Think about the puck that Pronger took to the chest a few years ago. It stopped his heart temporarily or something like that, no? If Pronger had the option of that or a .22 to his heart, I'm pretty sure he'd choose the puck every time. Even if the .22 didn't have a immediate direct impact with the heart, it has a decent likelyhood of hitting a shoulder blade or something and bouncing around his chest cavity, doing real damage. On the other hand a high velocity bullet has a reasonable likelyhood of going straight through the body, not damaging any major organs (unless it's made of something designed to explode on impact but that's another story).

I didn't win any major prizes in highschool, just a heritage scholarship...

Vic Ferrari said...

alan said:

If only one sentence follows the colon, do not capitalize the first word of the new sentence.

That's funny, and thanks for the pointer, I should have known that.

When bitches come out of the woodwork to snark on somebody's inappropriate use of an apostrophe, typos, overuse of ellipses and emoticons, or the wrong there/their being used ... that gets on my tit. :)

Vic Ferrari said...

This is all good stuff, but I'm still not convinced that pure theory is enough, how much of the energy is being dissipated by the bullet disintegrating, the puck rebounding, the player's whole body being jarred back, etc?

I think we need an empirical solution. My MS Paint entry is the nutcracker.

So that heavy steel plate with the L-shaped cross section hangs from the brick wall by a chain. Then you pull it forward and put a walnut behind the business edge of the plate and the wall.

Then, shoot the target on the steel plate with a .22 rifle from different distances, and fire slapshots at it as well.

Then observe the relative damage to the walnuts (or sheep testicles, brusselsprouts, hard boiled eggs ... I'm willing to be flexible here).

As for my high school qualifications, which have never more important than now: I was voted 'most likely to succeed' AND 'partier of the year' by my graduating class. The rare double.

LittleFury said...

But do "shots directed at junk" show up in the Corsi numbers?

teebeeplayer said...

Fantastic thread. Surprised though at the lack of a good Norwegian Wood joke...

andy grabia said...

Isn't that good?

garnet said...

Ducks out; well worth updating blog for!

Lord Bob said...

The CinO guys are probably busy huddled around an altar directing their combined psychic energy to the total defeat of the Flames in game seven.

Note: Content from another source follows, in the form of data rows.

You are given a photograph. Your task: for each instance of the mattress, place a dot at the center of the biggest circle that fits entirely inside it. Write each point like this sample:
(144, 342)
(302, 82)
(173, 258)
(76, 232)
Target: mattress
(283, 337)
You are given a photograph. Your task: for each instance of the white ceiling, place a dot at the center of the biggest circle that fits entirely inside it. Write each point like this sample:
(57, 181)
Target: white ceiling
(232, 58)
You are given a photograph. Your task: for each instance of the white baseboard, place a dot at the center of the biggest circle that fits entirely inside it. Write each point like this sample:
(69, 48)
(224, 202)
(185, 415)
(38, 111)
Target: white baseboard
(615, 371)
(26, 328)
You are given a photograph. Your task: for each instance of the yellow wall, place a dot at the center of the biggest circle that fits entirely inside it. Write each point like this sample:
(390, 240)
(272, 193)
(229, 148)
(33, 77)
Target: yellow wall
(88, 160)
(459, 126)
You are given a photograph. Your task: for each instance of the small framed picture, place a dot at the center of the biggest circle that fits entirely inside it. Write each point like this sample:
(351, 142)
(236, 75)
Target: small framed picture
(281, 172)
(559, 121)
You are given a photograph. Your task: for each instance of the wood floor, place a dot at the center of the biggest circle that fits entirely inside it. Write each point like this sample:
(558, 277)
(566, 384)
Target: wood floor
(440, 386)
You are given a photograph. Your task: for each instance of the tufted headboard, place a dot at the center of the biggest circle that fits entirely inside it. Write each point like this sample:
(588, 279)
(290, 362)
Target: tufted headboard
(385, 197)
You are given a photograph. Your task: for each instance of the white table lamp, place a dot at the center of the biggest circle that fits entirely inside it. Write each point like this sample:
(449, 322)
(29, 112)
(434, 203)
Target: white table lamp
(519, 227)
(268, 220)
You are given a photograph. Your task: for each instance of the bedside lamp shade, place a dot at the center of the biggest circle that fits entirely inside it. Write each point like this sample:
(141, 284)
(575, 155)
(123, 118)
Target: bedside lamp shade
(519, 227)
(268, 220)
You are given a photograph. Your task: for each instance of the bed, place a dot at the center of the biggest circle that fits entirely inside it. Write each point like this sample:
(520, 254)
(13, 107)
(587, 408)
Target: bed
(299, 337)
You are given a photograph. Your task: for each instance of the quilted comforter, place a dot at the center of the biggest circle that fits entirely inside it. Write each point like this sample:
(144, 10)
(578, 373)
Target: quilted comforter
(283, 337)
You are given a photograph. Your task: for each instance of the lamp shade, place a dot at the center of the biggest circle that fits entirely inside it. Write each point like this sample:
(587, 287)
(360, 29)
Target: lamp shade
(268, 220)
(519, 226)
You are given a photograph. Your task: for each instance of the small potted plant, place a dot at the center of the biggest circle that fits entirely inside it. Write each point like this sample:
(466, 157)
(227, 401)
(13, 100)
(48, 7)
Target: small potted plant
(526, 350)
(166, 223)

Granted, the combined psychic energy of the CinO guys probably couldn't coax Joe Thornton to actually shoot the puck when he's alone in the slot, never mind win a hockey game. But still. Dare to dream.

MikeP said...

Vic, would you call somebody who used incorrect maths or poor logic in their posts? If so, why not call out bad grammar? "You knew what I meant" isn't good enough, love your tools and your tools will love you. Abuse your tools, and tools will abuse you. (take that how you like.)